Three-dimensional hand modeling method based on nerve radiation field

Technical Field

The invention relates to the field of computer image processing and three-dimensional reconstruction, in particular to a method for generating a high-precision three-dimensional model of a hand by combining image data of a nerve radiation field and utilizing a computer vision technology and a deep learning algorithm.

Background

In recent years, neural implicitly represents a rapid development in three-dimensional modeling and image synthesis. Neural implicit representation models a scene using a neural network that is spatially continuous and exhibits higher fidelity and flexibility than classical discrete counterparts such as grids, point clouds, and voxels. As the most popular implicit representation in neural rendering, neural radiation fields (Neural RADIANCE FIELDS, NERF) have shown dramatic results in a variety of tasks since the first introduction. Original NeRF is overfitted on a static scene by design, so the time-varying content cannot be modeled.

The image rendering of animate articulated objects, i.e. human body, hand, etc., can be seen as a special case of dynamic scene modeling. Most early efforts completed reconstruction using skeleton-based grids, which generally relied on expensive calibration and a large number of samples to produce high quality results.

Modeling and reconstruction of human hands as smart tools that interact with the physical world and convey rich semantic information has attracted extensive attention from the research community. In general, synthesizing real hand images or videos with different poses in motion has wide applications such as human-machine interaction, sign language generation, virtual and augmented reality techniques, such as telepresence, and the like.

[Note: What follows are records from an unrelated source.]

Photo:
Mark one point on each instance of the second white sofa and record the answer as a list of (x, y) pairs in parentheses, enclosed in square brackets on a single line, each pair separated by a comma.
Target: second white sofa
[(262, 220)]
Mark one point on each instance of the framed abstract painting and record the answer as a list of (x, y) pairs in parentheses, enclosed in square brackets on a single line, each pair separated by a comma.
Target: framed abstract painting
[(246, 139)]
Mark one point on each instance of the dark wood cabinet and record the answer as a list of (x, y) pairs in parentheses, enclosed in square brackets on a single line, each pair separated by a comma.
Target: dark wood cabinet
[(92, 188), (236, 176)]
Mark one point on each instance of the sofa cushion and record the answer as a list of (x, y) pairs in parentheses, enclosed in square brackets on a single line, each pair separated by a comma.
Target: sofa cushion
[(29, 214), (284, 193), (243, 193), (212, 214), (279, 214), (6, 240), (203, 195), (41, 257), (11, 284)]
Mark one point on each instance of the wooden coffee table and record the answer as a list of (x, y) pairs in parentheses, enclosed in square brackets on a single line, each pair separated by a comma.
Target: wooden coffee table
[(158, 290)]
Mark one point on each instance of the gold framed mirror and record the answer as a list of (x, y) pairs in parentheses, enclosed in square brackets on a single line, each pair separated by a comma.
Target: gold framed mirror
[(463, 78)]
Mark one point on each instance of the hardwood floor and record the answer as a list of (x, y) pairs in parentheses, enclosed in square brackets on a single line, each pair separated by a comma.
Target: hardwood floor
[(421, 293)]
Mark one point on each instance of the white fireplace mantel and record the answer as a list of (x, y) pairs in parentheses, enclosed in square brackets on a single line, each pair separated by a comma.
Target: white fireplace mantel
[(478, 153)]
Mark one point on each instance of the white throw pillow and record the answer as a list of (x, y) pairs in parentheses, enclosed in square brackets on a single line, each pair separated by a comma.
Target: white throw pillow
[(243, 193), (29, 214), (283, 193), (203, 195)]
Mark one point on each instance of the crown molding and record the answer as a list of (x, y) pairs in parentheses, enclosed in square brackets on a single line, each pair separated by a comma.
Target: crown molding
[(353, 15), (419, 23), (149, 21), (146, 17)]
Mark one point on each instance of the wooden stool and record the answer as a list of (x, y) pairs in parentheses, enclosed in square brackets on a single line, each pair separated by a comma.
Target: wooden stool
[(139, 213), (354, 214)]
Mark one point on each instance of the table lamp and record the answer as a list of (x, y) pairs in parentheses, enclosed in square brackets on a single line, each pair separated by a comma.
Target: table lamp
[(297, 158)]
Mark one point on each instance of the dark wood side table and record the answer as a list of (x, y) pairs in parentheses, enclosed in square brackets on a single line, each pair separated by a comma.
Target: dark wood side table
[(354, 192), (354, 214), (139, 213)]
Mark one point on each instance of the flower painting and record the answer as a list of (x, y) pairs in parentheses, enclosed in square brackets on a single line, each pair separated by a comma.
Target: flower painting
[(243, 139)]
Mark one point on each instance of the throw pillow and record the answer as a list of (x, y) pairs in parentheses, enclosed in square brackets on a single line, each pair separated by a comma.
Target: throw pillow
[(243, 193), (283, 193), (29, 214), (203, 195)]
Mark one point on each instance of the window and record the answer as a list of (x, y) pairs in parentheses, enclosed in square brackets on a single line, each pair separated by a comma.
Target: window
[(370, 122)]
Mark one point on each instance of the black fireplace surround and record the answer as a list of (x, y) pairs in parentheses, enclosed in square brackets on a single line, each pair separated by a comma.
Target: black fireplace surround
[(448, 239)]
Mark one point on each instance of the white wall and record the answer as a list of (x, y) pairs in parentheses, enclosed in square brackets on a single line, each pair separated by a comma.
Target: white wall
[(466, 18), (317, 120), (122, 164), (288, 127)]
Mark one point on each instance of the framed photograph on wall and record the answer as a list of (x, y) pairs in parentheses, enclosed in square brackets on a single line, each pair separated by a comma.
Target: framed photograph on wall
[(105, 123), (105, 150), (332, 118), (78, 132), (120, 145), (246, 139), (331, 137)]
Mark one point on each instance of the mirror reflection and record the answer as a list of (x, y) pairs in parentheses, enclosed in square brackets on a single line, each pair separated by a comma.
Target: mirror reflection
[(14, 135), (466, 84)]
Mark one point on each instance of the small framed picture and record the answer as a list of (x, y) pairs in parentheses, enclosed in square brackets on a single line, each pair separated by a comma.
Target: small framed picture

Classical manual modeling work is mainly built on top of parameterized mesh models, such as MANO. They fit the hand geometry to a polygonal mesh operated by shape and pose parameters and then complete shading by texture mapping. Although widely used, these models have the following limitations. On the one hand, high frequency details are difficult to present on a multi-resolution grid, preventing the generation of realistic images. On the other hand, no special design has been developed for the interactive hand, which is an important scenario involving complex gestures for self-occlusion.

Disclosure of Invention

The technical problems to be solved are as follows: previous free viewpoint video systems either rely on dense camera arrays for image-based new view synthesis or require depth sensors for high quality three-dimensional reconstruction to produce realistic rendering. The complex hardware makes the free view video system expensive and only suitable for limited environments. This invention solves the novel view synthesis challenges for human performers from a very sparse set of camera views.

Aiming at the defects of the existing hand three-dimensional reconstruction method, the invention provides a three-dimensional hand modeling method based on a nerve radiation field.

According to the latent variable model research, the latent variable model obtains the corresponding distribution of the observed variable by defining the joint distribution of the visible variable and the latent variable and then marginalizing. Inspired by this we generate implicit 3D representations of human hands on different video frames from the same set of potential codes, which are anchored on vertices of the deformable mesh. For each frame we transform the spatial position of the code according to the human hand pose and use the network to regress the density and color of any 3D position according to the structured latent code. Then, an image of an arbitrary viewpoint can be synthesized by volume rendering. Meanwhile, when the input view is highly sparse, the performance of NeRF drops sharply. The reason is that it is not appropriate to learn the neural representation with very sparse observations. It is therefore believed that the key to solving this inappropriateness problem is to aggregate all observations over different video frames. This idea is achieved by regressing the 3D representation of each frame using the same network with different potential codes as inputs.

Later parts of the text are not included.